The city plans to switch from repair loans to grants
The Greensboro Housing and Neighborhood Development Department plans to convert the current home repair loan program to a home repair grant program.
The presentation of this new program took place on Thursday, October 27 at the Greensboro City Council Working Session.
Not a single City Council member asked about the financial aspects of converting a loan program to a grant program. With a loan program, it is assumed that at least part of the loans will be repaid. A grant program is simply a giveaway—no money ever goes back to the program or the city.
The benefits of moving from a loan program to a grant program are clear. The number one reason, according to the Housing and Neighborhood Development Department, is, “Does not impact a homeowner’s equity.”
The other benefits of giving money away instead of borrowing money for home repairs are:
- Heirloom property, title issues, marital status, insurance and credit are no obstacles.
- Less likely to trigger expensive federal regulations – lead paint, historic windows/doors, relocation.
- Can significantly increase the number of units completed without increasing staff capacity
- Lower per-unit cost spreads limited support among more eligible applicants.
- Allows for more geographic targeting and leverages the effects of upgraded units in a concentrated area.
- Funding conditions are more in line with other available program resources.
So there’s less paperwork and less hassle for both the Housing and Neighborhood Development Agency and the applicant, but the presentation doesn’t say anything about how the city can give away money instead of borrowing money.
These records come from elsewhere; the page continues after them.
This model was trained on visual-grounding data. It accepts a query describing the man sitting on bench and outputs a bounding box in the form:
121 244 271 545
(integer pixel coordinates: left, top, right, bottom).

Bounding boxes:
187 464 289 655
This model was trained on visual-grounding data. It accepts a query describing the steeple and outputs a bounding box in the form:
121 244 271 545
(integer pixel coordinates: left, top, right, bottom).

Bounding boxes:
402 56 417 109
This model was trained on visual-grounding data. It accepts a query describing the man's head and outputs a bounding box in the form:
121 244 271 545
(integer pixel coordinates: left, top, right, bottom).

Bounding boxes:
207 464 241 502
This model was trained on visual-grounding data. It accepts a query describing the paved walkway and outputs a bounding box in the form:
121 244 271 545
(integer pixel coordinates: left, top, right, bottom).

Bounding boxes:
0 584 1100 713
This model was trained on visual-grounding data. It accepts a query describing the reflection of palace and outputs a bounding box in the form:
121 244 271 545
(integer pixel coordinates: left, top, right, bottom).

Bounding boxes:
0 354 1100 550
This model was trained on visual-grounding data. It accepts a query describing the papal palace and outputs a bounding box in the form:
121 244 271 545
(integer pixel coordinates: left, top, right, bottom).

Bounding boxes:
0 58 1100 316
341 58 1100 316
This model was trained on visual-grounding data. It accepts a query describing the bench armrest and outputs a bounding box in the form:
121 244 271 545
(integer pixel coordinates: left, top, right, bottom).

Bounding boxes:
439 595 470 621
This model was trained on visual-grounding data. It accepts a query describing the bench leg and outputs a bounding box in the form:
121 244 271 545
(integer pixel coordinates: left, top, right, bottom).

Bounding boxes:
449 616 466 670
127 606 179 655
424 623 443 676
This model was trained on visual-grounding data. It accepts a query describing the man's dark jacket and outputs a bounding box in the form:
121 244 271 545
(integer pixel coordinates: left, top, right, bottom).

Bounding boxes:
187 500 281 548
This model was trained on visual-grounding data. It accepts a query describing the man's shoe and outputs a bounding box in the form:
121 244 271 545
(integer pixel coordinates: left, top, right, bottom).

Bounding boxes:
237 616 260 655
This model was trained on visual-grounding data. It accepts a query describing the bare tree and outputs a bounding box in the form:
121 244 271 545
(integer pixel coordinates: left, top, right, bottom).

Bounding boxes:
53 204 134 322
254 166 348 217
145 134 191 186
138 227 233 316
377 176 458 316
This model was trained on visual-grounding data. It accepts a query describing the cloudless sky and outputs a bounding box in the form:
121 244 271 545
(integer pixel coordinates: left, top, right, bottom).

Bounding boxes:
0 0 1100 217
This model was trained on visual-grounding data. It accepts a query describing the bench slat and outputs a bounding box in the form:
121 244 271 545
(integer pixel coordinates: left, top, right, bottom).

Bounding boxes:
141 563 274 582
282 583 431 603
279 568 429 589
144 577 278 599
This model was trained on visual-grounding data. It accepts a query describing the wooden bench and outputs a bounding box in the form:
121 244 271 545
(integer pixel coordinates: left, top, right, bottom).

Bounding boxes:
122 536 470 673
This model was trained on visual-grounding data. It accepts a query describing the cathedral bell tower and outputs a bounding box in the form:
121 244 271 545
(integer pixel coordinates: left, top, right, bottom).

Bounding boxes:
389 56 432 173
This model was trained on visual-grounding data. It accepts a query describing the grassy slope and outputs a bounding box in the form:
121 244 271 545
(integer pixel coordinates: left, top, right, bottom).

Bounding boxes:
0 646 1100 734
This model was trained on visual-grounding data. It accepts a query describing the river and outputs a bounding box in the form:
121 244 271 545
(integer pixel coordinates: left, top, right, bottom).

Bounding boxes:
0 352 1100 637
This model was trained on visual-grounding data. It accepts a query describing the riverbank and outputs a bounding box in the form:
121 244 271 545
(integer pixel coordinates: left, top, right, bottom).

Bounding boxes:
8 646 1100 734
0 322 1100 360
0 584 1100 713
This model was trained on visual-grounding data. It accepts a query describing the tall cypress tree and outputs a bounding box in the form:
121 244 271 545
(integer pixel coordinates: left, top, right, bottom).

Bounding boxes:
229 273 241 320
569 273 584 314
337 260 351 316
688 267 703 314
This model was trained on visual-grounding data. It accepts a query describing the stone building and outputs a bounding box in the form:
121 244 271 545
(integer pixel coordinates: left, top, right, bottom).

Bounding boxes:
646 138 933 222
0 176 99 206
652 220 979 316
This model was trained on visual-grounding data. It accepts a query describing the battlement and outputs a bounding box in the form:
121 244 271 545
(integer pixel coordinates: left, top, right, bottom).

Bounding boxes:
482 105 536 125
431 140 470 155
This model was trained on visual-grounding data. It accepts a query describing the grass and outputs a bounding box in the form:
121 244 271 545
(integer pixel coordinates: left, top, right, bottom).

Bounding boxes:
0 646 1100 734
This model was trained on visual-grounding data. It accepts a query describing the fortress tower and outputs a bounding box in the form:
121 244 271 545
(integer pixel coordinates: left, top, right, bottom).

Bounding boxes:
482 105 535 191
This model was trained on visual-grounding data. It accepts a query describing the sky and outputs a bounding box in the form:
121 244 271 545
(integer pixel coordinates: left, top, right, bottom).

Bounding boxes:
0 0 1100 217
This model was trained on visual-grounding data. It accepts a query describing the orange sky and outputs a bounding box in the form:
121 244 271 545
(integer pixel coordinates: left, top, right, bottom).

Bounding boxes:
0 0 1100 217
To qualify for the program, the household income must be less than 60 percent of the area’s median income, the homeowner must have clear title, and have lived in the home as their primary residence for at least five years. The homeowner must not own additional real estate, must not owe any money to the City of Greensboro or Guilford County, and the home must be within the Greensboro city limits.
The City Council, without receiving information about the program’s financial impact, expressed full support for the move from a repairs loan program to a repairs giveaway program.